= James Christopher Scholes =

English antiquary

James Christopher Scholes (27 March 1852 – 18 June 1890) was an English antiquary.

==Life==
The son of James Scholes, a printer and bookbinder, James Christopher Scholes was born at Bolton, Lancashire, and educated at the Holy Trinity School there.

Scholes trained as a printer then worked a reporter on a local newspaper, and later became a draper. He served as a member of the Bolton Board of Guardians of the Poor, and as a member of the Bolton School Board.

In 1877, Scholes married Ann Frost, who became his business manager. Scholes then devoted his time to his antiquarian and genealogical pursuits.
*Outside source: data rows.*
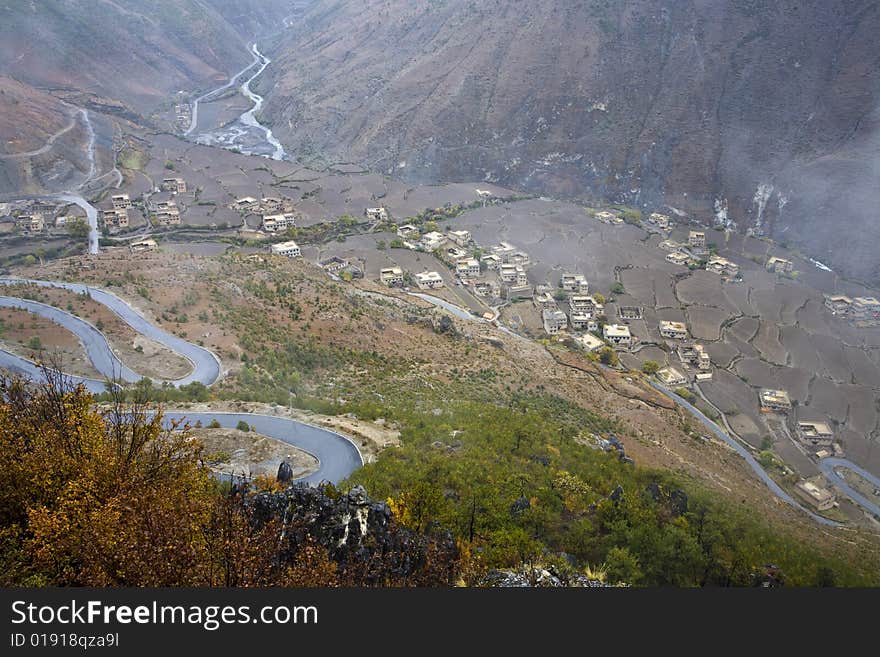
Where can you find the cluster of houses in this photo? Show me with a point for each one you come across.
(501, 266)
(269, 205)
(583, 310)
(863, 311)
(30, 224)
(117, 215)
(289, 249)
(338, 266)
(815, 493)
(31, 218)
(174, 185)
(774, 401)
(779, 265)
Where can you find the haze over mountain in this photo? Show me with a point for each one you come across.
(759, 113)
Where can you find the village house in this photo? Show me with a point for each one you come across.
(120, 201)
(520, 258)
(460, 237)
(174, 185)
(168, 214)
(659, 220)
(815, 434)
(697, 239)
(838, 304)
(815, 494)
(142, 246)
(391, 276)
(590, 342)
(608, 217)
(275, 222)
(865, 308)
(429, 280)
(334, 264)
(488, 289)
(584, 303)
(432, 241)
(629, 313)
(582, 321)
(513, 275)
(722, 266)
(695, 354)
(503, 250)
(677, 258)
(544, 300)
(289, 249)
(455, 253)
(116, 218)
(671, 245)
(671, 377)
(673, 330)
(492, 262)
(271, 204)
(774, 401)
(576, 283)
(376, 214)
(245, 204)
(554, 320)
(408, 231)
(468, 268)
(30, 223)
(617, 334)
(779, 265)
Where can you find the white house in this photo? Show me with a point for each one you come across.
(617, 335)
(429, 280)
(467, 268)
(287, 249)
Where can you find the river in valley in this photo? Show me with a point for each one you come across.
(245, 134)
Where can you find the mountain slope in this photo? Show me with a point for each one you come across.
(726, 110)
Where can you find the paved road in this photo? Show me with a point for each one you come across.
(742, 451)
(96, 345)
(338, 457)
(829, 469)
(206, 366)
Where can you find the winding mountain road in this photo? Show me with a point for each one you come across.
(337, 455)
(827, 465)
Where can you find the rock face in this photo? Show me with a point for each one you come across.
(359, 534)
(758, 113)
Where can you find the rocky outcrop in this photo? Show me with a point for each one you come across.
(359, 534)
(758, 113)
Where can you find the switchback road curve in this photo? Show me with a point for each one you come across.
(337, 456)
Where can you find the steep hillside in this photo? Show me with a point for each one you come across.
(123, 58)
(747, 111)
(131, 50)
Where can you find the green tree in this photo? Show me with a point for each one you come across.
(621, 566)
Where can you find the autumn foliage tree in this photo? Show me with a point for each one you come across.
(112, 496)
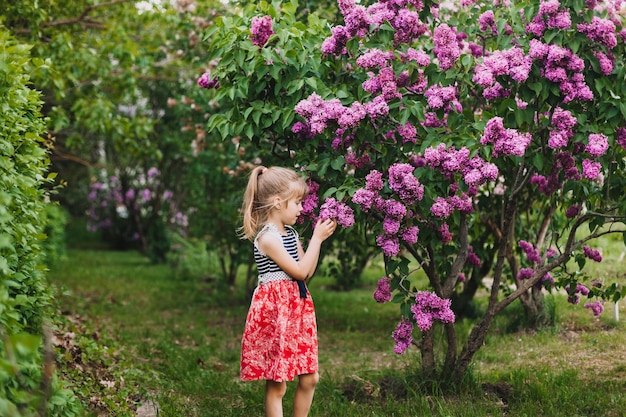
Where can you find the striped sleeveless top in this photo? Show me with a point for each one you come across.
(268, 269)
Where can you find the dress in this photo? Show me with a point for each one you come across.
(280, 336)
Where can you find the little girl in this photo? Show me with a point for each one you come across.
(280, 336)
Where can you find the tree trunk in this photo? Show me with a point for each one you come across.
(428, 355)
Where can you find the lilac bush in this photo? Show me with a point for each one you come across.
(472, 141)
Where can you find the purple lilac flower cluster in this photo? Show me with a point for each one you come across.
(487, 21)
(447, 48)
(310, 202)
(564, 163)
(506, 141)
(532, 254)
(597, 145)
(596, 307)
(319, 113)
(205, 81)
(441, 98)
(550, 16)
(558, 64)
(573, 211)
(621, 137)
(511, 62)
(261, 30)
(407, 187)
(592, 254)
(563, 123)
(472, 258)
(429, 307)
(358, 20)
(110, 203)
(403, 336)
(574, 296)
(383, 290)
(337, 210)
(442, 207)
(450, 161)
(600, 30)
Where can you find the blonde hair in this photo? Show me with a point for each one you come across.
(263, 185)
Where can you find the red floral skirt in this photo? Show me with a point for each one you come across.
(280, 337)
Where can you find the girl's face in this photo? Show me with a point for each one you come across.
(290, 210)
Scholes died on 18 June 1890 and was buried in Tonge Cemetery in Bolton.

==Works==
Scholes's main publications were:

- Bolton Bibliography and Jottings of Book Lore, with Notes on Local Authors and Printers, 1886; and
- History of Bolton, completed by W. Pimblett, and issued in 1892.

Other writings included:

- Notes on Turton Tower and its successive Owners, 1880; with Supplementary Notes, 1881.
- Documentary Notes relating to Turton, 1882.
- Genealogy of the Knowles Family, 1886.

Scholes made transcripts of the Bolton parish registers from 1587 to 1860, which were printed to 1712 in the Bolton Weekly Journal, 1887–90.